Okay. So they both ran on the same version of the code (1.5.1). That’s good.

At this point, without seeing your data, I can only suggest things you might want to examine to try and diagnose why the mappings are different.

  1. You can look at the distributions of the quality metrics in the two runs. For each cell at each level of the taxonomy, you will find in the JSON output an avg_correlation, which is the correlation coefficient between the cell and the cell type to which it was assigned, and a aggregate_probability which is a measure of the confidence that MapMyCells has in that cell type assignment (you can see this Jupyter notebook for a walk through of the contents of the JSON output file). I would look at the distribution of those two statistics in your two mapping results to see if either or both of them is much lower in the 22 cluster mapping. That wouldn’t tell you why, but it would tell you if MapMyCells is just less confident in the mappings it performed on that data than in the mappings it performed on the 16 cluster data.

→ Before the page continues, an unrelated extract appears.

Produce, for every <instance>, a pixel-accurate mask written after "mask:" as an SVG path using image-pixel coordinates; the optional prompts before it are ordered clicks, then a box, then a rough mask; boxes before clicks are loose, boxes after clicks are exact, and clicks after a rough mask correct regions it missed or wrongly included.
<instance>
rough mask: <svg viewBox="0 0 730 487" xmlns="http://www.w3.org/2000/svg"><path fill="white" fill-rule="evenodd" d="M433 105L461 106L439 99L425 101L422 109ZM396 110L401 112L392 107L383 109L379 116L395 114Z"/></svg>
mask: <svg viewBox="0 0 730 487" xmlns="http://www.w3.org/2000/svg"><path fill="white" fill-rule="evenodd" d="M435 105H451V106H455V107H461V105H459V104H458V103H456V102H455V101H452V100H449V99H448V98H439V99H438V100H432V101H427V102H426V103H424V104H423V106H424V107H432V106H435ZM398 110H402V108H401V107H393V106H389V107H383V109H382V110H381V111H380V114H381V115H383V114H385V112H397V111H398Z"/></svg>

  2. Full disclosure, I did my PhD in physics and don’t entirely know what you mean when you say the two datasets were run at different resolutions. Is this a question of the gene panels used in the two dataset, or how the spot images (?) were processed? If it is a difference in the gene panels, you can look at the marker_genes entry in the JSON output file. This will tell you which marker genes were actually used for your mapping run. Maybe the 22 cluster data had fewer marker genes in it for some reason.

  3. Absent any of that, it would be interesting to look at the difference in the two input datasets. Do the distributions in

    • counts per cell
    • non-zero genes per cell
    • variance in counts across genes per cell

differ significantly between the two datasets? Maybe there is just a weaker signal in the 22 cluster dataset.